Distillery movement reaches the Emerald Coast
The craft movement has been making its way across the Florida panhandle for some time now, mostly in the form of refreshing, one-of-a-kind beer brands. Offering a wide variety of tastes and flavors, locally-owned craft breweries thrive because most often, their beer simply tastes better than mass-produced alternatives.
In tandem with this movement, craft distilleries are an emerging trend along the Emerald Coast, popping up in cities like Gulf Breeze, Santa Rosa Beach, Milton and Crestview. The five craft distilleries that call northwest Florida home strive to create unique spirits, educate consumers and promote the craft distillery concept across the area.
The distillery process demands something that can be fermented, and local Emerald Coast operations are universally taking advantage of the vast natural resources in the area. From molasses to grains and locally-grown fruits, these businesses create uniquely-Florida flavors while they support others in their communities.
Timber Creek Distillery in Crestview creates 10 different products — including rum, vodka, whiskey and gin — using a pure-blend process that distills each grain individually. This process matters because different grains cook at different temperatures, so distilling each one individually allows Master Distiller Aaron Barnes to optimize the fermentation and capture the ideal flavor profile of each one.
“By distilling each individual grain, we can optimize the flavors coming out,” said President Camden Ford. “Depending on how the grains are behaving, we can get more alcohol out with bolder flavors. Most of the big distilleries don’t have a lot of involvement on a batch-to-batch basis in determining the flavor of the whiskey, so there’s not a lot of art to it.”
Because Timber Creek distills each grain separately, they are the first-ever to offer a bourbon blending kit that comes with a bottle of corn whiskey, wheat whiskey, rye whiskey and barley whiskey so you can create your own whiskey blend.
Timber Creek, which was named Best Distillery on the Emerald Coast for the last two years, is building a brand new distillery and will offer tours beginning after Labor Day. Contact them via Facebook or email to set up a tour.
Also located in Crestview, Peaden Brothers Distillery produces a variety of moonshines using a 200-year-old family recipe that is local to the area. Bartlett Peaden, one of the first settlers in Okaloosa County, created the recipe, and all of the company’s products have ties to its roots.

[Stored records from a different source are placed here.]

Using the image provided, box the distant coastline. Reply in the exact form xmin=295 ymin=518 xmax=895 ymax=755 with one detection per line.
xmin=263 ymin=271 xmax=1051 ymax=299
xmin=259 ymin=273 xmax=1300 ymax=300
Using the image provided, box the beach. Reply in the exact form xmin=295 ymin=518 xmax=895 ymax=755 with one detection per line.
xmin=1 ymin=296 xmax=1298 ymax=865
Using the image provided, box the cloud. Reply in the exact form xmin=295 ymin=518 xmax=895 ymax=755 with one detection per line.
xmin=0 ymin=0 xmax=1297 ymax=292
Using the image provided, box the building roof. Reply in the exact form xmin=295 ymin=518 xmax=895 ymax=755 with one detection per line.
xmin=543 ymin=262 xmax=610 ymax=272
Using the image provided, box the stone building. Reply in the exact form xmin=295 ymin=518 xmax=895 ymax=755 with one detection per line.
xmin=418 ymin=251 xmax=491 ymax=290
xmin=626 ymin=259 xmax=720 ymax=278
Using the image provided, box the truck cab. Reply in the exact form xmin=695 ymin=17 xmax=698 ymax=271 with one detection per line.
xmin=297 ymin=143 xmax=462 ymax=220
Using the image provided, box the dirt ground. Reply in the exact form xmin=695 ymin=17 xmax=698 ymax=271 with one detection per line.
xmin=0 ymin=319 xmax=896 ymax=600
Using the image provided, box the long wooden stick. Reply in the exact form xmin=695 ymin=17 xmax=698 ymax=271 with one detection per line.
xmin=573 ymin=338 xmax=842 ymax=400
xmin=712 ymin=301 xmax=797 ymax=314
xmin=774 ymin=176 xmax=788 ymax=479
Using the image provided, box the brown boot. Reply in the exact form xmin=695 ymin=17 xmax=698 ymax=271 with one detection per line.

The craft distillery produces five different varieties of moonshine and sources its corn out of Milton. In addition, the team also produces intermittent batches of bourbon, rye, single malt and rum throughout the year. Peaden Brothers operates in Crestview’s Fox Theater which dates back to the 1940s.
“We had bourbon connoisseurs comment that they couldn’t believe we were producing great whiskey in such a small space,” said Robert Ellis, co-owner of Peadens. “You don’t need a big space to make good whiskey.”
Peaden Brothers is open Wednesday through Saturday, 12-5 and they offer tours of the small craft distillery process. Connect with them on Facebook for more information.
Rollins Distillery, located in Gulf Breeze, was the first licensed distillery in the panhandle, founded in 2011. Operated by father-and-son team Paul and Patrick Rollins, the small craft distillery produces rum and vodka distilled from 100 percent Florida molasses.
“We want to educate the consumer about our process because ultimately, it’s through education that consumers will understand how spirits are made and how they are to be cared for and enjoyed,” Patrick said. “We create craft products, and we aren’t just trying to feed the bottom line.”
Rollins Distillery is working to build relationships with farmers and growers in the panhandle so they can take advantage of local resources to produce spirits that are drawn from the region. Big picture, the Rollins family hopes to take advantage of Florida’s natural resources to bring business into the state and specifically into the panhandle.
Rollins Distillery offers tours of its facilities by appointment and invites visitors to call or message them on Facebook for more information.
Scratch Ankle Distillery in Milton derives its name from local history and the thistles and thorns that settlers encountered when they arrived in the Milton area.
“Our spirits are unconventional,” said Distillery Manager Evan Doyle. “They are flavorful, robust, and they punch above their weight. Everything is fermented, processed, distilled, and bottled here.”
Scratch Ankle Distillery focuses primarily on a variety of rums and moonshines, but they have also produced vodka, a young bourbon, a bourbon-barrel-aged rum and rum-soaked cherries. And when they can go local, they do: the team uses unprocessed raw blackstrap molasses from Florida, as well as corn and rye from within the state. The distillery also sends its spent grains to a local farmer who uses them to feed his pigs.
Scratch Ankle Distillery offers tours Wednesday through Saturday, noon to 6 and Sunday, noon to 4.
The newest of the bunch, Distillery 98, is located in Santa Rosa Beach and will deal primarily in vodka, rum, and whiskey.
“It is our goal to highlight this great state and the beautiful Emerald Coast that we get to call home,” said owner and CEO Harrison Holditch. “We want to spread our passion for craft spirits to the passionate people of (Highway) 98.”
Distillery 98 makes its spirits grain-to-glass using a one-of-a-kind oyster shell filter and Florida panhandle corn. Additionally, the distillery shares a green space with Idyll Hounds Brewing Company.
Distillery 98 will open for tastings in September and will release its first bottle in October. For more information, check out the company’s Facebook page.
These local distilleries are building a following across the Emerald Coast, and many of them can be found in local establishments around the area.
“The industry as a whole has an advantage that the beer guys don’t in that most people don’t know what the liquor they are drinking is supposed to taste like,” Ford said. “We have to teach people what good spirits taste like.”